Results for each kinetochore are used to sort each side of the plane into separate waves for further calculation. In the movie below, the red dots and blue dots show the positions of the kinetochores on either side of the division plane. It’s a bit of an optical illusion, but the cube is turning in a right hand fashion.

3. Analysis on each subset

Now that the data have been sorted, separate calculations can be carried out on each. In the example, we were interested in how the kinetochores were organised spatially and so we looked at the distance to nearest neighbour. This is done by finding the Euclidean distance from each kinetochore to every other kinetochore and putting the lowest value for each kinetochore into a new wave. However, this calculation can be anything you want. If there are further waves that specify other properties of the kinetochores, e.g. brightness, then these can be similarly processed here.

Other notes

The code in its present form (not very streamlined) was fast and could be run on every cell from a number of experiments, reading out positional data for 10,000 kinetochores in ~2 s. For QC it is possible to display the two separated coordinated sets to check that the division worked fine (see above). The power of this method is that it doesn’t rely on imaging spindle poles or anything else to work out the orientation of the metaphase plate. It works well for metaphase cells, but cells with any misaligned chromosomes ruin the calculation. It is possible to remove these and still fit the plane, but for our analysis we focused on cells at metaphase with a defined plate.

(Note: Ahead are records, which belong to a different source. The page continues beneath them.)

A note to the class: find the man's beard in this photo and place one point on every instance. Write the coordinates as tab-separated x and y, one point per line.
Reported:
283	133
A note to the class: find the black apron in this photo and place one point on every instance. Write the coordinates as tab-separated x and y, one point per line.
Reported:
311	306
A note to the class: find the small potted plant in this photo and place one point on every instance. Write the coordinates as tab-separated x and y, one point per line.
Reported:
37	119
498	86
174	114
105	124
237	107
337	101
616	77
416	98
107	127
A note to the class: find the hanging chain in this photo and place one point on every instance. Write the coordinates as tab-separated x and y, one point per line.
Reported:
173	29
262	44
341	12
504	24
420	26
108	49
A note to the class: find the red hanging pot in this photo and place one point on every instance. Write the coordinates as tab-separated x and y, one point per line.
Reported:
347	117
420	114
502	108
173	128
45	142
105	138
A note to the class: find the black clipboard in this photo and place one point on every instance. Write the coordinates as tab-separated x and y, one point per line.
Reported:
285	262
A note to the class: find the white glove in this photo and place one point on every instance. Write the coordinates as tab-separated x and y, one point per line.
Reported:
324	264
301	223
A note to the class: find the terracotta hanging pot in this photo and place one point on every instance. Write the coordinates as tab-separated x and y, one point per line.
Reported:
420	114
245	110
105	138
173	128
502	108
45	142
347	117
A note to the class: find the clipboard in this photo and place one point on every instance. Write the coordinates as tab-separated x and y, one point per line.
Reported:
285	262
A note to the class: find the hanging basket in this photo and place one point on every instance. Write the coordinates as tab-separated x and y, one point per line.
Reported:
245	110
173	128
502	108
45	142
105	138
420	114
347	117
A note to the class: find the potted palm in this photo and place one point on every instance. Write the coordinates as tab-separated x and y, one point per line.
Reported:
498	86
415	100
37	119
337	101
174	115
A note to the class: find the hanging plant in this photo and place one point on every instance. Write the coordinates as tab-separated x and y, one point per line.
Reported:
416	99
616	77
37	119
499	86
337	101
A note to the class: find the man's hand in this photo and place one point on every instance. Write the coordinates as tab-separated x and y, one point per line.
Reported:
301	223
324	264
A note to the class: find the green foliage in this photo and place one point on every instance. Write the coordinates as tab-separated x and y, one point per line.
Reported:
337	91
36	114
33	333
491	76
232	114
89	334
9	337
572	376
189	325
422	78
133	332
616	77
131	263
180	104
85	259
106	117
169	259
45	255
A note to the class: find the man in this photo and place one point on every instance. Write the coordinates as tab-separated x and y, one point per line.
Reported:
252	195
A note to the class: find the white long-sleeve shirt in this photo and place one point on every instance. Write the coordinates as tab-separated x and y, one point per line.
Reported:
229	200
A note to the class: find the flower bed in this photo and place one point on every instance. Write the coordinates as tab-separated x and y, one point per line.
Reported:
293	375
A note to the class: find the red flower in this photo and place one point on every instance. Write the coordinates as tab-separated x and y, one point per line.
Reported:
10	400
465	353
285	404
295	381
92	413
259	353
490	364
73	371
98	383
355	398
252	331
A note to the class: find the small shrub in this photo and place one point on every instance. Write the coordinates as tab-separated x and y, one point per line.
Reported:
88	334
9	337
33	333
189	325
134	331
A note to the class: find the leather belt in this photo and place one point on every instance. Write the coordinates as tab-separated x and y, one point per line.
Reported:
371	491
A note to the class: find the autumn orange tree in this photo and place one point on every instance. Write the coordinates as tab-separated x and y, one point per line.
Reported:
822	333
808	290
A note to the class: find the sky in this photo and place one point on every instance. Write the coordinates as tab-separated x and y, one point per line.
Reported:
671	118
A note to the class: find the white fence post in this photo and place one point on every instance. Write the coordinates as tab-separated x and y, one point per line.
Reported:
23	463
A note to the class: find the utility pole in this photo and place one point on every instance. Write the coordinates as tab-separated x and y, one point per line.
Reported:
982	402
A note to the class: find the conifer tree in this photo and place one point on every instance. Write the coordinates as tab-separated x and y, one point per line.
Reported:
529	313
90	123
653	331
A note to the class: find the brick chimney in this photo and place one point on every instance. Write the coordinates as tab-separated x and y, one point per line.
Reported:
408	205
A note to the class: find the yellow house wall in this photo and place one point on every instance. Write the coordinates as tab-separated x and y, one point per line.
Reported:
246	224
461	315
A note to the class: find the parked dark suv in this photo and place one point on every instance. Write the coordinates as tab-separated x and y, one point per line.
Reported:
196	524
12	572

What else can it be used for?

Other structures in the cell can be segregated in a similar way. For example, the Golgi apparatus has a trans and a cis side, which could be similarly divided (although using the 2nd eigenvector as normal to the plane, rather than the 3rd).

Acknowledgements: I’d like to thank A.G. at WaveMetrics Inc. for encouraging me to try PCA rather than my dispersion matrix approach.

If you want to use it, the code is available here (it seems I can only upload PDF at wordpress.com). I used pygments for annotation.

The post title comes from “Division Day” a great single by Elliott Smith.